Olahraga hampir tidak pernah menjadi rutinitasnya, kecuali kardio ringan seminggu sekali tanpa latihan beban.
"Gula yang aku makan nggak punya tempat 'persembunyian', karena aku nggak punya massa otot," ucapnya.
Kondisi Cipa sempat memburuk drastis ketika ia kehilangan kesadaran pada 17 Agustus dan koma selama sekitar 12 hari.
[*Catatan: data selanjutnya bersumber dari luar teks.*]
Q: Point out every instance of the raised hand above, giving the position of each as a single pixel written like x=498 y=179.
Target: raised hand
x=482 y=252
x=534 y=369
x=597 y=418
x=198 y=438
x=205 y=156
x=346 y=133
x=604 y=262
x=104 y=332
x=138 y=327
Ia dirawat intensif di ICU, dipasangi ventilator, serta bergantung pada berbagai alat medis untuk bertahan hidup.
"Infus sampai di leher, makan lewat hidung. Semua pakai alat," kenangnya.
Saat itu, dokter bahkan sempat menyarankan cuci darah karena fungsi ginjalnya hanya tersisa sekitar 10 persen dan pankreas ikut terdampak.
Beruntung, fungsi ginjal Cipa perlahan membaik sehingga tindakan hemodialisis tidak jadi dilakukan.
Dokter juga mengingatkan adanya risiko komplikasi serius, mulai dari gangguan motorik hingga kehilangan ingatan.
"Ini bukan sekadar nurunin gula. Gulanya sudah merusak organ-organ lain," kata Cipa.
Pengalaman tersebut menjadi titik balik bagi Cipa untuk menjalani hidup lebih sadar akan kesehatan sekaligus menjadi pengingat bahwa diabetes bisa menyerang di usia muda dan kerap berawal dari kebiasaan yang dianggap sepele.